Meatspace abstractions

by Jason Swett,

Abstractions are not just for programming. Abstractions are used in “real life” too.

The concept of a “gear” in an automobile transmission is a good example. What we call first gear, second gear, etc. are actually configurations of multiple gears which result in spinning the driveshaft at different speeds. You might call each gear a “driveshaft gear configuration”. But “driveshaft gear configuration” is too much of a mouthful, so we just call it a “gear”.

Most people don’t know how an automobile transmission works. I myself had to watch a YouTube video about transmissions in order to write this post. Thankfully, we don’t have to know how a transmission works in order to drive a car. In the case of a manual transmission, we only have to learn how to operate the clutch and the stick. With an automatic transmission, we don’t even have to do that. The car abstracts away that detail for us.

My point is that there’s no single entity in physical reality called a “gear”. Abstraction is when we replace lower-level ideas with higher-level ideas in order to more easily understand a certain part of the world. In this case we replace the lower-level idea—a configuration of gears—with a higher-level idea which we call a “gear”.

Abstraction can even be applied to natural phenomena. When rain falls heavily from the sky, accompanied by wind and lightning, we call it a storm. Assigning this group of phenomena to a single idea is abstraction because it replaces lower-level ideas with higher-level ones. Abstraction must have been used even by cavemen.

Why am I talking about non-programming abstractions? How does this help us in programming?

By going outside of programming and considering what abstraction is in general, we can get a clearer idea of what abstraction means, why abstraction is useful and when we might want to use it.

To quote Edsger W. Dijkstra, “The purpose of abstracting is not to be vague, but to create a new semantic level in which one can be absolutely precise.” When we talk about first gear, second gear, etc. in a car, we’re not being the least bit vague. The language we’re using is neither too specific nor too general. For a mechanic working on a transmission, it would probably make sense to speak in terms of lower-level details, like actual individual physical gears, but for a driver of a car, the abstraction of “gear” is at a higher level and precisely the right level for its purpose.

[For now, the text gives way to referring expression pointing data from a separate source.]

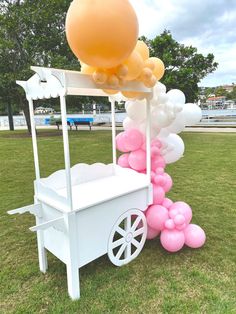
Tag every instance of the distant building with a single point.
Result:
(216, 102)
(43, 110)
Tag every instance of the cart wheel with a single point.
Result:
(127, 237)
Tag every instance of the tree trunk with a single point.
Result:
(10, 117)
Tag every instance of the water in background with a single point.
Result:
(218, 117)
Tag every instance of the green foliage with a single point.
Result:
(185, 67)
(190, 281)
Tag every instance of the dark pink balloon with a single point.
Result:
(195, 236)
(156, 217)
(137, 160)
(152, 233)
(168, 182)
(158, 194)
(123, 161)
(172, 240)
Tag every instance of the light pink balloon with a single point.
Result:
(168, 182)
(156, 217)
(172, 240)
(133, 139)
(184, 209)
(137, 160)
(123, 161)
(120, 143)
(167, 203)
(152, 233)
(158, 194)
(158, 162)
(195, 236)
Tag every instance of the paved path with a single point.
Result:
(94, 128)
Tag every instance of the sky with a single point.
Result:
(209, 25)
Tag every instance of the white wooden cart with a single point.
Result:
(86, 211)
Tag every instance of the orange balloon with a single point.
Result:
(142, 49)
(135, 65)
(101, 33)
(110, 91)
(87, 69)
(159, 67)
(132, 94)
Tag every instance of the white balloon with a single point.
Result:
(176, 96)
(136, 110)
(130, 124)
(176, 143)
(192, 114)
(159, 118)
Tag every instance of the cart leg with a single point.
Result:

Most web applications, unfortunately, leave most of the benefits of abstraction on the table. They expose the finest details of the system’s behavior and leave it to the reader to piece together the higher-level meaning. It doesn’t have to be this way though. By using a bit of imagination, you can replace lower-level ideas with higher-level ideas in order to make your system easier to understand.

Abstraction isn’t just a technical idea to be used once in a while. It should be in our minds at all times. Abstraction is, and has been since ancient times, one of the fundamental tools that humans use to make sense of our world. We programmers should take full advantage of it.

One thought on “Meatspace abstractions

  1. katafrakt

    I’m not sure I would agree with a storm being an example of an abstraction. Abstraction is something we intentionally make (gear is a great example). But with storm it is “just” putting a distinct name to something that already is there. I put “just” in quotes, because even though it’s not an abstraction (IMO), it is equally important phenomenon, if not more important.

    Why do we have distinct words for some things and not for others? In this case it’s probably the case of efficiency of communication – storm is more dangerous and you should react to it differently than to just rain. I think it’s more akin to patterns in software development. Patterns are not something we invent, but rather something we start to find, observe then we decide it’s important enough to give it a distinct name. And then some “code style” some people were using get a completely new life as a named entity.

    Anyway, nice and thought-provoking article.